Department of Higher Education
December 15, 2017Board approves revised performance funding model for Missouri’s public colleges, universities
Measures focus on college completion rates, affordability, and graduate outcomes
A revised performance funding model for public colleges and universities was approved Thursday by Missouri’s Coordinating Board for Higher Education.
The revised model establishes six measures that are used to evaluate the performance of the state’s community colleges, two-year technical college, and universities. Performance based on the model is used to determine a portion of state funding allocated to each higher education institution.
“The new performance funding model includes more rigorous measures designed to focus on state goals for student success and reward improvements in efficiency and effectiveness in the public higher education system,” said Zora Mulligan, Missouri commissioner of higher education.
The revised performance funding model is designed to answer the following questions:
- Are students completing certificates and degrees?
- Are students mastering what they study?

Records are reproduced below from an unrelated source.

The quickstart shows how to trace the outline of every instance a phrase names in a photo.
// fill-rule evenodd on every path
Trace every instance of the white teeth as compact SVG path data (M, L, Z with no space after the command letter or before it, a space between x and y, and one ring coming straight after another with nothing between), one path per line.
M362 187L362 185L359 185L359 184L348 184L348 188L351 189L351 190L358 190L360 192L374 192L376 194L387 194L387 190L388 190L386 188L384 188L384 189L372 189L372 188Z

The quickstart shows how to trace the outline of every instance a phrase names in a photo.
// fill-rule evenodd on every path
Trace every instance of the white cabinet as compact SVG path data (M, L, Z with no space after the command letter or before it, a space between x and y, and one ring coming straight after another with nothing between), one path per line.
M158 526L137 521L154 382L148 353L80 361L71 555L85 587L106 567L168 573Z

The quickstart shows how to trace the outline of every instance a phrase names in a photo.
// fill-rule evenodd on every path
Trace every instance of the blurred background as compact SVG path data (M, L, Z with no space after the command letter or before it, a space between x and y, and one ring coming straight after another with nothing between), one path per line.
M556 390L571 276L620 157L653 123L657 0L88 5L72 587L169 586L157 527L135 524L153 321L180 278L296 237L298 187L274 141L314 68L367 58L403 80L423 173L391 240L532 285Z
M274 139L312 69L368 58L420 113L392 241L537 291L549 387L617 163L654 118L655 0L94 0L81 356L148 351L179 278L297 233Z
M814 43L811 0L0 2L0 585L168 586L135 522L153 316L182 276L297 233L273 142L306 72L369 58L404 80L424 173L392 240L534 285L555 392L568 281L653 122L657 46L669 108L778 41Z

- Are graduates getting jobs or continuing their education?
- Are college costs affordable?
- Are Missouri’s colleges and universities spending funds judiciously?
The model contains specific measures for the state’s two-year colleges, state technical college, and four-year universities that focus on student success and progress, efficiency and affordability, and graduate outcomes.
Several of the measures are weighted to reflect Missouri’s growing need for graduates with degrees in science, technology, engineering, and math (STEM) and health care fields and to reduce the achievement gap for students who are underrepresented in higher education, including low-income, minority, and first-generation college students.
The Department of Higher Education worked with a task force of higher education leaders from across the state to revise the performance funding model.
Missouri was one of the first states in the nation to adopt performance funding as a way to evaluate public colleges and universities. The model has been used to award a portion of state higher education funding since 2014.